I have a Oneway 1224 and am very pleased with its performance.  I have several different lathes, but 90% of my turning time is on the 1224.  However, I would not spend $2k for it.  I received mine as a part of a grant.

If I were spending $2k for a lathe, I would seriously consider both the DVR and the Jet 1642.  The larger capacity and larger motor of the DVR and Jet 1642 are needed for larger turnings.


----------



## Wildman (Oct 17, 2009)

The price of Oneway 1224 lathe is important considering competition in this size lathe today. Not so sure this lathe would have big resale value. Just look at the competition in that size lathe. If space is a serious consideration, have a look at the competition. 

If stuck on Oneway lathes look at the 1640. You will pay a lot more, but not worry about upgrading later. 

You might want to look at Laquna lathes not mention here yet. Their 16/43 and 18/47 prices cheaper than Jet and Powermatic.


----------



## 1dweeb (Feb 20, 2010)

I have used up two Jet 1642 lathes and now own a oneway 1224. I am way more impressed with the oneway than either of the 1642 lathes that I had.

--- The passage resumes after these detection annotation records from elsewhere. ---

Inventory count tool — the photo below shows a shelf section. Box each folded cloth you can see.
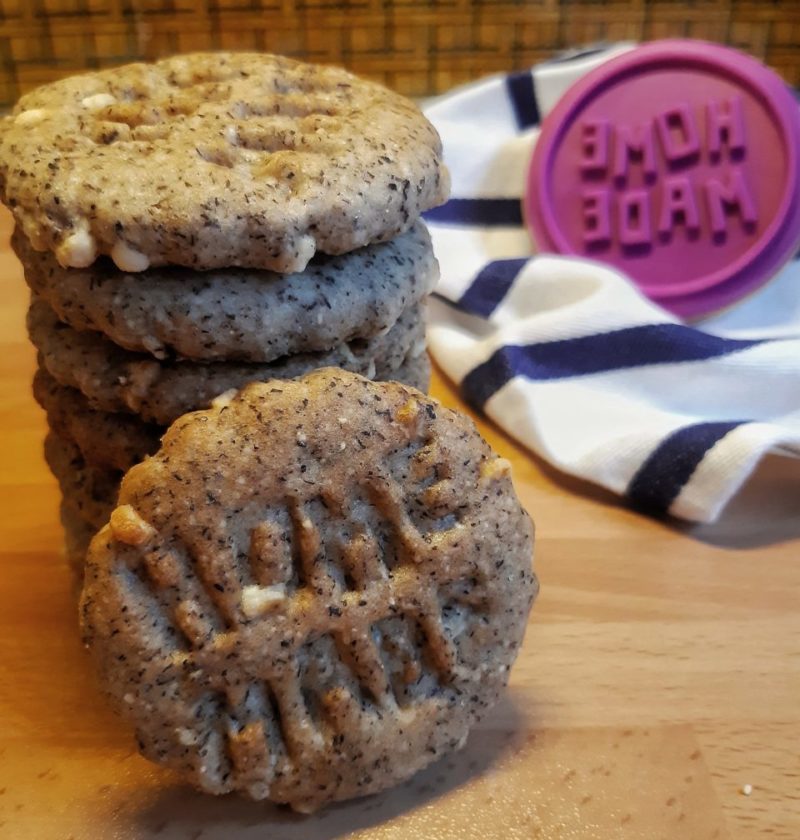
[426,44,800,522]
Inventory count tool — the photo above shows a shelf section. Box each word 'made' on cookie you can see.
[0,53,449,273]
[81,369,537,811]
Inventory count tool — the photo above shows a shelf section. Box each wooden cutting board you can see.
[0,212,800,840]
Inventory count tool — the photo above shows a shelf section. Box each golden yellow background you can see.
[0,0,800,108]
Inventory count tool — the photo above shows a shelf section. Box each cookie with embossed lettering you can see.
[81,369,537,811]
[12,222,438,362]
[0,53,448,273]
[28,299,425,425]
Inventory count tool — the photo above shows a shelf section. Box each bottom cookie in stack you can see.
[33,349,431,578]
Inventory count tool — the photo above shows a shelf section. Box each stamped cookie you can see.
[28,300,425,425]
[44,432,122,529]
[81,369,537,811]
[12,222,438,362]
[0,53,449,273]
[33,368,163,472]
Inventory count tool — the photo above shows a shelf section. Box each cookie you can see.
[381,350,431,394]
[81,369,537,811]
[59,500,97,580]
[44,432,122,530]
[33,368,162,471]
[0,53,449,273]
[12,222,438,362]
[28,300,425,425]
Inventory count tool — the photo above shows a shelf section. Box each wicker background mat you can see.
[0,0,800,108]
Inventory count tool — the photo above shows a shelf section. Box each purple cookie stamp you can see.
[524,40,800,318]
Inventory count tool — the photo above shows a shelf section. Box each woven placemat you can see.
[0,0,800,108]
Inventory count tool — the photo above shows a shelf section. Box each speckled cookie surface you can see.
[44,432,122,530]
[33,368,162,472]
[0,53,448,273]
[81,369,536,811]
[12,222,438,362]
[28,300,425,425]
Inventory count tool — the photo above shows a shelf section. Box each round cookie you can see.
[28,300,425,425]
[44,432,122,530]
[33,368,163,472]
[81,369,537,811]
[0,53,449,273]
[12,222,438,362]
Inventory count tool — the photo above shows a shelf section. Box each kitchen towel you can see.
[425,44,800,522]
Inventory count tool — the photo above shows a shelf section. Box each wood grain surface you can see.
[0,205,800,840]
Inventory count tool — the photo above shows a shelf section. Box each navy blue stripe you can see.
[626,420,750,514]
[423,198,522,227]
[506,70,539,129]
[461,324,764,409]
[458,257,528,318]
[544,41,611,64]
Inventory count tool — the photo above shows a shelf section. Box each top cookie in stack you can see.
[0,54,448,564]
[0,53,448,273]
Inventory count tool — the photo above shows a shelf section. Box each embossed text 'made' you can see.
[578,96,758,251]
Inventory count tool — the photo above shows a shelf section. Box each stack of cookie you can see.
[0,54,448,567]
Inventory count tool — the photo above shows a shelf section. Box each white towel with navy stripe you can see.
[426,45,800,522]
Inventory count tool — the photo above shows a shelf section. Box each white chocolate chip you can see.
[81,93,117,110]
[111,239,150,272]
[175,726,198,747]
[14,108,48,126]
[242,583,286,618]
[211,388,238,408]
[56,227,97,268]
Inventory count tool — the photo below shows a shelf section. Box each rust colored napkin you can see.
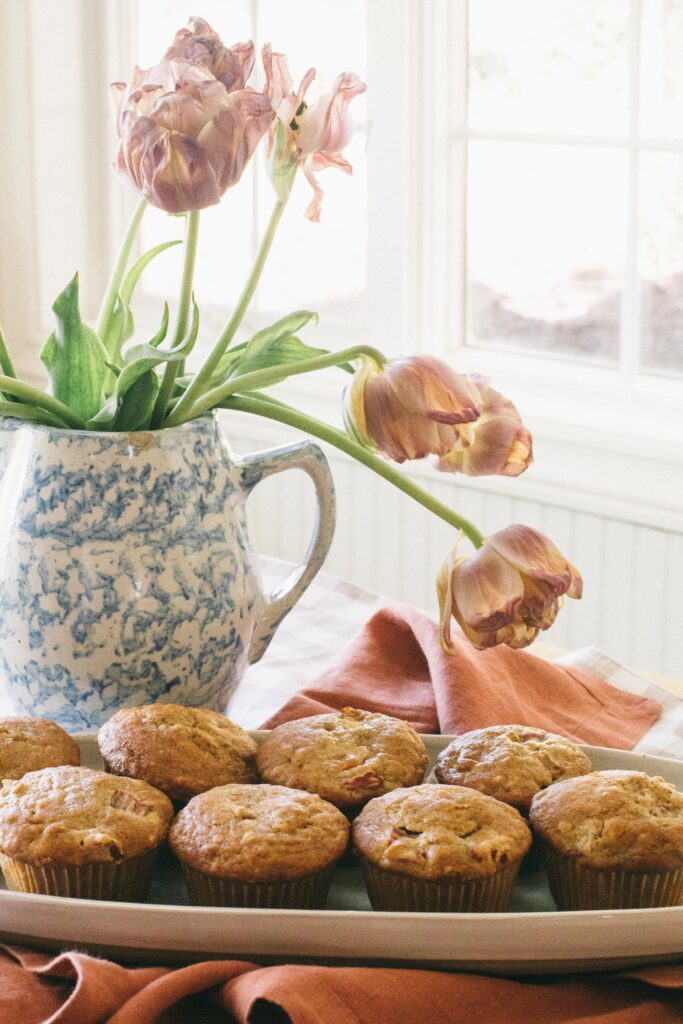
[0,946,683,1024]
[263,604,661,750]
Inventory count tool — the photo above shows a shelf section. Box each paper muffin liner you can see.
[181,864,332,910]
[0,849,157,903]
[362,859,519,913]
[544,846,683,910]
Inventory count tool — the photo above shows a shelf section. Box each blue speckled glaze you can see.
[0,416,334,731]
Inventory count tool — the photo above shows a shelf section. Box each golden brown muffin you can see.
[0,718,81,779]
[529,770,683,909]
[169,785,348,907]
[0,766,173,899]
[353,783,531,911]
[256,708,429,812]
[97,705,257,806]
[434,725,593,814]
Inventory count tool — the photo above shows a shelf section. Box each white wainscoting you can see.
[220,407,683,678]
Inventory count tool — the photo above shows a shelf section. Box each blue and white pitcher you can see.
[0,414,335,731]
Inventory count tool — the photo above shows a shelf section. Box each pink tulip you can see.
[112,18,273,213]
[344,355,481,462]
[263,44,367,221]
[436,525,583,651]
[436,375,533,476]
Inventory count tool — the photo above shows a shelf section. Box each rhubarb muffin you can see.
[0,718,81,779]
[529,770,683,910]
[434,725,593,815]
[169,785,348,908]
[97,705,257,807]
[0,766,173,900]
[353,783,531,912]
[256,708,429,815]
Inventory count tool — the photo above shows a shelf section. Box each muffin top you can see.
[529,770,683,871]
[353,783,531,880]
[97,705,257,804]
[257,708,429,810]
[169,785,348,882]
[0,718,81,779]
[434,725,593,813]
[0,766,173,864]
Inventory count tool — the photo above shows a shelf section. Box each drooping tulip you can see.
[436,524,583,651]
[344,355,482,462]
[436,375,533,476]
[112,18,274,213]
[263,44,368,221]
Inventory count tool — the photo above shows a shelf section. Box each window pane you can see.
[468,0,629,135]
[468,142,627,362]
[640,0,683,138]
[640,153,683,372]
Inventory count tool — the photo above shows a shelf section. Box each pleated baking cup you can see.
[544,846,683,910]
[362,859,519,913]
[0,849,157,903]
[182,864,332,910]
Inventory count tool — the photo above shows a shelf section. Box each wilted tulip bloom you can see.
[112,18,273,213]
[436,375,533,476]
[344,355,481,462]
[263,44,368,221]
[436,525,583,651]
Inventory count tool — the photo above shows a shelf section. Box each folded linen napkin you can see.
[263,604,661,750]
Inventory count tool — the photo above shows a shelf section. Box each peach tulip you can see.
[436,525,583,651]
[344,355,482,462]
[263,44,367,221]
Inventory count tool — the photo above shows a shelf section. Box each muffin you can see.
[529,771,683,910]
[97,705,257,807]
[256,708,429,816]
[353,783,531,912]
[0,718,81,779]
[0,766,173,900]
[169,785,348,907]
[434,725,593,815]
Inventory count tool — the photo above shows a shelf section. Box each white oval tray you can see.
[0,732,683,974]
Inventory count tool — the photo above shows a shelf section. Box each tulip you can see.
[436,375,533,476]
[112,18,274,213]
[436,525,583,653]
[263,44,368,221]
[344,355,482,462]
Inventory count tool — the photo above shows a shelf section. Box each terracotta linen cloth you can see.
[263,604,661,750]
[0,946,683,1024]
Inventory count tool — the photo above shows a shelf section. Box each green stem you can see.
[221,395,484,548]
[0,376,85,430]
[168,193,287,426]
[95,199,147,339]
[166,345,386,427]
[151,210,200,430]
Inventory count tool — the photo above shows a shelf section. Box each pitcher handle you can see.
[240,440,336,665]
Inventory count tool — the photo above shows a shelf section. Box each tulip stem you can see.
[220,395,484,548]
[166,197,289,426]
[95,199,147,341]
[166,345,386,427]
[150,210,200,430]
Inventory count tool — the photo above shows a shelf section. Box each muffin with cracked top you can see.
[529,770,683,910]
[0,766,173,900]
[97,703,257,807]
[353,783,531,912]
[256,708,429,815]
[0,718,81,779]
[169,785,348,908]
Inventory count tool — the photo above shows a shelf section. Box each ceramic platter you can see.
[0,732,683,974]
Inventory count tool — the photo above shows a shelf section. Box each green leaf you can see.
[119,239,182,305]
[40,274,108,420]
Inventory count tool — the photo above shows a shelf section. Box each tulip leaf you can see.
[40,274,108,420]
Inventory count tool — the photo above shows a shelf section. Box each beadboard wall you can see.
[225,407,683,678]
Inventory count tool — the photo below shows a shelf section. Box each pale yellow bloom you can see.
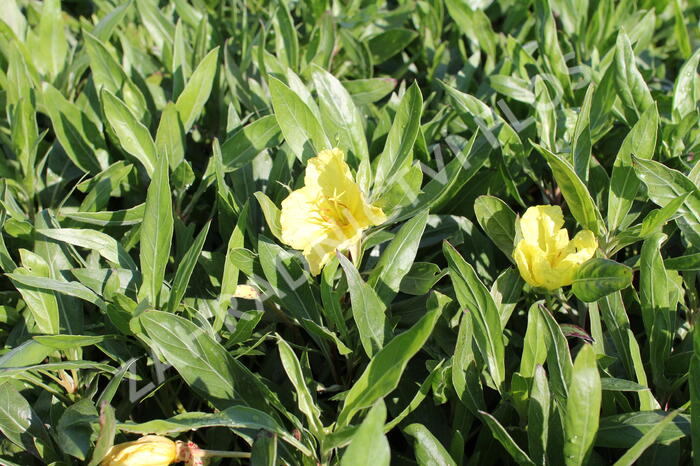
[280,149,386,275]
[513,205,598,290]
[100,435,178,466]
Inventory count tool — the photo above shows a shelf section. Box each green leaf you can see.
[534,76,557,151]
[368,210,428,306]
[639,192,691,238]
[530,302,573,409]
[36,228,137,271]
[367,28,418,65]
[273,1,299,70]
[337,253,388,358]
[480,411,535,465]
[165,222,211,312]
[258,236,320,323]
[613,408,683,466]
[56,399,97,461]
[596,410,691,448]
[139,157,174,306]
[688,326,700,460]
[399,262,445,296]
[474,196,516,260]
[42,85,107,174]
[221,115,281,170]
[403,424,457,466]
[27,0,68,81]
[0,382,58,462]
[442,241,505,391]
[117,406,311,456]
[88,403,117,466]
[175,47,219,132]
[138,311,237,408]
[372,82,423,199]
[564,344,601,465]
[277,335,324,439]
[600,377,649,392]
[253,191,282,241]
[100,89,157,176]
[155,102,185,169]
[527,366,551,464]
[571,85,595,182]
[313,66,369,166]
[336,309,440,428]
[632,156,700,247]
[340,401,391,466]
[615,30,654,126]
[664,252,700,270]
[341,78,396,105]
[84,32,149,124]
[639,233,676,380]
[441,83,525,163]
[533,143,605,236]
[519,303,549,379]
[65,204,146,226]
[571,258,632,303]
[535,0,573,97]
[608,105,659,231]
[448,302,486,415]
[672,49,700,120]
[269,77,331,161]
[671,0,692,58]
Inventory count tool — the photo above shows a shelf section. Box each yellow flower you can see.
[280,149,386,275]
[513,205,598,290]
[100,435,178,466]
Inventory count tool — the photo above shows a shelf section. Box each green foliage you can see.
[0,0,700,466]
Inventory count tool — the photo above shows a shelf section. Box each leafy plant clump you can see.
[0,0,700,466]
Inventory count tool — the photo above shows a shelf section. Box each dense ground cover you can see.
[0,0,700,466]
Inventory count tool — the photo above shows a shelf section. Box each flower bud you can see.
[100,435,178,466]
[513,205,598,291]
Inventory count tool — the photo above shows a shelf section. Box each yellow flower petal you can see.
[513,206,598,290]
[280,149,386,275]
[100,435,177,466]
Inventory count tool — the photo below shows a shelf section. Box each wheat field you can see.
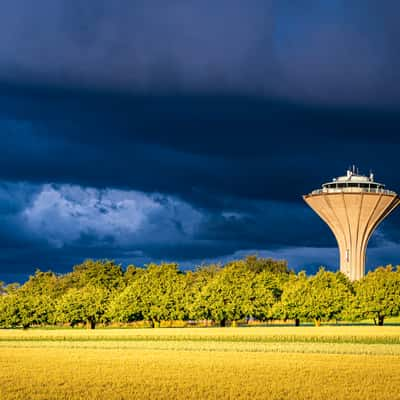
[0,326,400,400]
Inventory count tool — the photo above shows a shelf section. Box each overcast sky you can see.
[0,0,400,282]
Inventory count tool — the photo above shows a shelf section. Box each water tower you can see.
[303,166,400,281]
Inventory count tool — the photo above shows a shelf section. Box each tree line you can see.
[0,256,400,329]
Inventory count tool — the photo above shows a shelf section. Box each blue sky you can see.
[0,0,400,281]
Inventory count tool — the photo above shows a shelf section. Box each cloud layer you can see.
[0,0,400,105]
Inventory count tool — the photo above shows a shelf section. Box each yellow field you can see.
[0,327,400,400]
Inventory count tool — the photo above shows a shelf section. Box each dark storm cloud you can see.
[0,0,400,105]
[0,0,400,280]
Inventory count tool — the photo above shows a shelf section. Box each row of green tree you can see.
[0,256,400,329]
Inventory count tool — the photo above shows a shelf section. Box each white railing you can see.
[311,187,396,196]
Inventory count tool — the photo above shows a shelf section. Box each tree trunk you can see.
[86,319,96,329]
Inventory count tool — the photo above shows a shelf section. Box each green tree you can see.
[115,263,185,327]
[56,286,109,329]
[63,259,125,290]
[305,268,353,326]
[275,271,310,326]
[352,265,400,325]
[201,260,255,326]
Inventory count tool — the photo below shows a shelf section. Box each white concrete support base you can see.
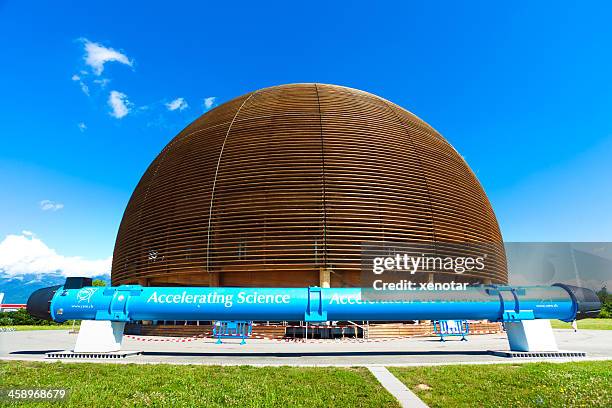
[504,319,559,351]
[74,320,125,353]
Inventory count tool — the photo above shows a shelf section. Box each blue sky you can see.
[0,0,612,266]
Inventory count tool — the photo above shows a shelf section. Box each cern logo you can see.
[77,288,97,303]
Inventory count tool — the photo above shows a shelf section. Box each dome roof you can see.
[112,84,507,286]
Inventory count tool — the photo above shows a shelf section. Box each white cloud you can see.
[108,91,131,119]
[70,74,89,96]
[0,231,112,276]
[40,200,64,211]
[94,78,110,89]
[83,38,133,75]
[204,96,217,110]
[166,98,189,111]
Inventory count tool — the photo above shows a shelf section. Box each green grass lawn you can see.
[0,324,79,331]
[0,361,399,407]
[550,319,612,330]
[389,361,612,408]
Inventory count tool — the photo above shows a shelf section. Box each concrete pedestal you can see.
[74,320,125,353]
[504,320,559,351]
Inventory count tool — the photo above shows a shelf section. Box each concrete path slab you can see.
[367,366,428,408]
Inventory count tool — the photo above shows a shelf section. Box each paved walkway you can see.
[368,366,428,408]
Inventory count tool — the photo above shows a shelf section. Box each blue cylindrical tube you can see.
[49,285,579,322]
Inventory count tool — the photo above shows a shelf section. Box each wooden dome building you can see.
[112,84,507,287]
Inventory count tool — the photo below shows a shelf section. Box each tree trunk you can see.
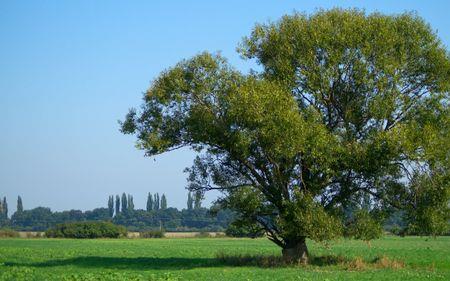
[282,240,309,264]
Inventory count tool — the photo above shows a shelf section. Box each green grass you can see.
[0,237,450,281]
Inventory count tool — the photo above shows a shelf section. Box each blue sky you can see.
[0,0,450,213]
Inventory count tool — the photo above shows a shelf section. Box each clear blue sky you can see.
[0,0,450,213]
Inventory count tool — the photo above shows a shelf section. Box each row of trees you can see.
[0,193,233,231]
[121,9,450,262]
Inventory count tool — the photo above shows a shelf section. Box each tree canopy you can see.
[121,9,450,261]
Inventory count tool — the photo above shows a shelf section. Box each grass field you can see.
[0,237,450,281]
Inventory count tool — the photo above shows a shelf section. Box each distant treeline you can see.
[0,193,233,231]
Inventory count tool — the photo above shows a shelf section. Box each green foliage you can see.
[0,228,19,238]
[17,196,23,212]
[225,221,264,238]
[139,230,165,238]
[121,9,450,252]
[121,192,128,213]
[278,193,342,241]
[108,195,114,218]
[147,192,153,212]
[407,171,450,236]
[115,195,120,216]
[0,236,450,281]
[161,194,167,210]
[45,222,127,236]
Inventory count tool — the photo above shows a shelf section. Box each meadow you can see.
[0,236,450,281]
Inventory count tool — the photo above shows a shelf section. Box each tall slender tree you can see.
[122,192,128,213]
[153,193,159,210]
[108,195,114,218]
[161,193,167,210]
[194,191,203,209]
[17,196,23,213]
[127,194,134,211]
[187,191,194,210]
[0,197,3,220]
[147,192,153,212]
[3,196,8,219]
[116,195,120,216]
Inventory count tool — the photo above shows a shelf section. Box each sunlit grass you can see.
[0,237,450,280]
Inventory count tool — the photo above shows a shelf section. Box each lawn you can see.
[0,237,450,281]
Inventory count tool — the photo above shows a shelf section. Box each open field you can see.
[0,237,450,281]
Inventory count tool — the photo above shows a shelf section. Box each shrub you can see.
[0,228,19,238]
[45,221,127,239]
[140,230,165,238]
[195,231,211,238]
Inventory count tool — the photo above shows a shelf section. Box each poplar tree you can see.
[153,193,159,210]
[194,191,203,209]
[147,192,153,212]
[17,196,23,213]
[161,193,167,210]
[3,196,8,219]
[187,191,194,210]
[116,195,120,216]
[128,194,134,211]
[108,195,114,218]
[122,192,128,213]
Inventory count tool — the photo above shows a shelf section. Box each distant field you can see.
[0,237,450,281]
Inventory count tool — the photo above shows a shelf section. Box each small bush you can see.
[139,230,165,238]
[0,228,19,238]
[45,222,127,239]
[195,231,211,238]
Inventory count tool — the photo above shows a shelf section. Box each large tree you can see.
[121,9,450,262]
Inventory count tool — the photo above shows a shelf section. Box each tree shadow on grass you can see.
[4,254,343,270]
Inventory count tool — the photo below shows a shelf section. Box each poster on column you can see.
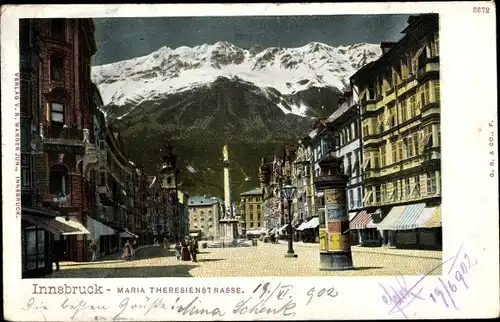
[319,230,328,251]
[329,233,342,251]
[325,189,345,205]
[325,204,347,221]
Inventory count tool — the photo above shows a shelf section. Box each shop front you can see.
[349,209,382,246]
[87,217,118,257]
[21,207,75,278]
[377,203,442,250]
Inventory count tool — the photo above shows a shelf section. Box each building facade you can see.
[238,188,264,231]
[188,196,220,239]
[351,14,441,247]
[19,19,101,277]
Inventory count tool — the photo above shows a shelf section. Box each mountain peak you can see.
[92,41,381,112]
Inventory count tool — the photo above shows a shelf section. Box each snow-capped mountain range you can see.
[92,42,381,115]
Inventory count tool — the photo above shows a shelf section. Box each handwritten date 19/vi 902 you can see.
[379,245,477,317]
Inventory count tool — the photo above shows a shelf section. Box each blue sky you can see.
[93,15,408,65]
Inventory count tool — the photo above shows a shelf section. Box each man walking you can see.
[89,240,97,262]
[52,240,64,272]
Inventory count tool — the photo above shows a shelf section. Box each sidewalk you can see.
[286,241,443,259]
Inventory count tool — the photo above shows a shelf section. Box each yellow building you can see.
[351,14,441,248]
[239,188,264,233]
[188,196,220,239]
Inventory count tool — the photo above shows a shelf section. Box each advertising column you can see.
[319,176,353,271]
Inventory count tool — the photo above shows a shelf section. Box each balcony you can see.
[42,126,83,143]
[97,184,113,205]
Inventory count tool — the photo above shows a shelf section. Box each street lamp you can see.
[281,177,297,257]
[52,191,70,221]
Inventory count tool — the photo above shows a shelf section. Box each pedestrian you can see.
[123,240,131,261]
[181,237,191,261]
[52,240,64,272]
[89,239,97,262]
[131,239,138,258]
[175,242,181,260]
[189,239,197,263]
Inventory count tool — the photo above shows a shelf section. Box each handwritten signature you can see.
[379,245,477,318]
[21,297,49,321]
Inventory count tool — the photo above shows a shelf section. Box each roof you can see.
[240,188,262,196]
[148,176,156,188]
[188,196,219,207]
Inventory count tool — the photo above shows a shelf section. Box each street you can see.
[47,242,441,278]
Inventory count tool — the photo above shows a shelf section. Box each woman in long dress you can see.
[181,239,191,261]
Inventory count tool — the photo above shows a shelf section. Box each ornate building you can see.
[238,188,264,231]
[20,19,97,276]
[351,14,441,247]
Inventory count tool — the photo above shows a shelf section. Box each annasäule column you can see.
[314,156,353,271]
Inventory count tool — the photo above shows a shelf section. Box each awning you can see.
[87,217,116,238]
[307,217,319,229]
[120,229,139,238]
[21,214,78,234]
[295,222,308,230]
[424,206,441,228]
[377,206,406,230]
[278,224,288,233]
[417,207,437,228]
[349,210,373,229]
[56,216,90,235]
[394,203,425,230]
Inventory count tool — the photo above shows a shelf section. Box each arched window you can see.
[49,164,69,195]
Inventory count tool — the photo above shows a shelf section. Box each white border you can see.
[1,2,499,321]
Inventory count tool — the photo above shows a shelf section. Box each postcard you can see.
[1,1,500,321]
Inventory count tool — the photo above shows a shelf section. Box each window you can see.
[373,153,380,168]
[423,81,431,105]
[50,56,64,82]
[380,146,387,167]
[380,183,387,201]
[99,172,106,186]
[396,140,404,161]
[23,229,45,270]
[345,154,353,176]
[413,176,420,197]
[391,141,398,163]
[399,99,410,122]
[50,102,64,126]
[20,79,32,117]
[349,189,354,209]
[375,186,382,202]
[405,178,411,198]
[409,95,419,118]
[21,122,31,152]
[427,171,437,195]
[433,80,441,103]
[356,187,363,208]
[49,164,69,195]
[50,18,66,41]
[21,154,31,187]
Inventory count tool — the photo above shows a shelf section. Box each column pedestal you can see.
[319,252,354,271]
[219,219,238,242]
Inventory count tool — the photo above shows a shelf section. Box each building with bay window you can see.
[351,14,441,248]
[19,18,97,277]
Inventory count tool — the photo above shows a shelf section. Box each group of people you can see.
[175,237,198,263]
[122,240,138,261]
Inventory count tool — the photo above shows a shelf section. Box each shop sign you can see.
[43,143,85,154]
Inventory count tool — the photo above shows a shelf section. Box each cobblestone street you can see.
[47,242,441,278]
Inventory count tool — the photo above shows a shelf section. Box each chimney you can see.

I paid more for the oneway than the 1642 but I can tell you for sure that as far as power goes, the oneway seems to have way more of it than the 1642. The 1642 was very easy to bog down when I was turning segmented bowls. Mostly I used them for turning pens and found that the headstock and tail stock was not always in line. I have not had that problem at all with the 1224. The electronic drive unit went out on both of the 1642's, jet replaced the first one under warranty and it shorted out again within 2 days. I returned the unit and purchased a new replacement 1642 and it lasted less than 3 years before the electronic drive went out again. Jet wanted $700 for the part and $300 to install. I sold the 1642 in un-working condition for a large loss, purchased the 1224 and have been very happy with it since I first set it up. It is very hard to put a price on quality, but customer satisfaction is priceless.


----------